PersistentVolumeClaim

A PersistentVolumeClaim (PVC) is a request for storage by a user. Conceptually similar to a Pod. Pods consume node resources, while PVCs consume PV resources. Just as a pod can request a specific amount of resources (CPU and memory), a PVC can also request PVs of a specific size and access mode.

Volume mode

The volume mode specifies the specific mode of a volume, with two modes available:

Filesystem

Volumes with volumeMode set to filesystem are mounted to a directory in the Pod.
Block

Setting the volumeMode attribute to block allows the volume to be used as a raw block device.

Access mode

The access mode refers to the specific access method supported by persistent volumes. Persistent volumes can be mounted to the host system in any way supported by the resource provider. The access modes supported by persistent volumes differ depending on the capabilities of the resource provider. There are several access modes available:

ReadWriteOnce

The volume can be mounted by a single node in read-write mode.
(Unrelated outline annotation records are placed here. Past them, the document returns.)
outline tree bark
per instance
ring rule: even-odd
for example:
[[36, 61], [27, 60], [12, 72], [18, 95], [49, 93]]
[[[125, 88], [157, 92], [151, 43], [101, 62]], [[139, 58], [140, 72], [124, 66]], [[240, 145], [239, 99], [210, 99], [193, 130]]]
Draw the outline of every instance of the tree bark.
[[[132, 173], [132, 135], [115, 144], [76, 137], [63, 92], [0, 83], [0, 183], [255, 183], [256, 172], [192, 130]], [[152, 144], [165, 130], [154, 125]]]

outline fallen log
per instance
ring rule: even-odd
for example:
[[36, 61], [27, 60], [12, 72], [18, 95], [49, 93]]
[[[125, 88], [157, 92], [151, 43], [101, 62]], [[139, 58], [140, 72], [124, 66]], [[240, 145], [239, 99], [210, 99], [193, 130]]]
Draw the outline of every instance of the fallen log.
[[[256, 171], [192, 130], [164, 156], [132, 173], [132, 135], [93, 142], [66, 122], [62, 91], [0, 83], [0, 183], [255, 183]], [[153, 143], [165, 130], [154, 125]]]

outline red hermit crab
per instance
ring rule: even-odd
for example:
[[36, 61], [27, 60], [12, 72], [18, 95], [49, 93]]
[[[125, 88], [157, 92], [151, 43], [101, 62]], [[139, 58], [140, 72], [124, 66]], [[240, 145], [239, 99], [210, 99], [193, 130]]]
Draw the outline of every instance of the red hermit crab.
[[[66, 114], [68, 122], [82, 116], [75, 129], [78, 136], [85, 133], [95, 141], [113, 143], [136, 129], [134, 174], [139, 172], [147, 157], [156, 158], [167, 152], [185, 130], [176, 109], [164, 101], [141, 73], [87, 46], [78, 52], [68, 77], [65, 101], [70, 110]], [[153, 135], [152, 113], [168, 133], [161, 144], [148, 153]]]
The ReadWriteOnce access mode also allows multiple Pods running on the same node to access the volume.
ReadOnlyMany

The volume can be mounted by multiple nodes in read-only mode.
ReadWriteMany

The volume can be mounted by multiple nodes in read-write mode.
ReadWriteOncePod

The volume can be mounted by a single Pod in read-write mode. If you need to ensure that only one Pod in the entire cluster can read or write to that PVC, use the ReadWriteOncePod access mode. This mode only supports CSI volumes and requires Kubernetes version 1.22 or later.

AKE supports three access modes: ReadWriteOnce, ReadOnlyMany, and ReadWriteMany.

CNI

CNI (Container Network Interface) defines the standard interface for configuring networks for containers.

External load balancer

The external load balancer provides an externally accessible IP address to Kubernetes Service objects that can send traffic to the correct port of the cluster node.

Ingress

Ingress is an API object that manages external access to services in a cluster, typically HTTP. Ingress can provide load balancing, SSL termination, and name-based virtual hosting.

Kubeconfig file

A kubeconfig file is a configuration file used by Kubernetes that stores information to access Kubernetes clusters. It includes details such as clusters, users, namespaces, and authentication mechanisms. For example, the kubectl command-line tool can use the kubeconfig file to find and select the required information for the cluster and communicate with the cluster's API server.

Content library

The content library is a feature in AOC that allows the user to store and manage VM templates and ISO images. The user can manage VM templates and ISO images all through the content library function. If the user has more than one Arcfra Cloud Operating System (ACOS) cluster to manage, VM templates and ISO images can be shared across clusters using the content library, provided that the virtualization platform is Arcfra Virtualization Engine (AVE). In AKE, the user will need the content library to manage and distribute Kubernetes node templates.

GPU driver

The vGPU software package officially released by NVIDIA contains NVIDIA Virtual GPU Manager and NVIDIA Graphics Driver. The NVIDIA Graphics Driver is deployed in virtual machines using GPUs to enable them to use GPU devices, which will be referred to as "GPU driver" in the following text.

vGPU driver

The vGPU software package officially released by NVIDIA contains NVIDIA Virtual GPU Manager and NVIDIA Graphics Driver. The NVIDIA Virtual GPU Manager is a driver deployed on the virtualization platform to provide vGPU functionality for virtual machines. Arcfra has modified and adapted the NVIDIA Virtual GPU Manager, which is released with ACOS and will be referred to as "vGPU driver" in the following text.

Rolling update cluster

A cluster rolling update refers to the process of updating or upgrading an AKE cluster by gradually creating new cluster nodes to replace the old ones and migrating workloads from the old nodes to the new ones, ensuring that workloads can continue running uninterrupted. If an error occurs during the update or upgrade of the cluster, it can be easily rolled back to the previous state.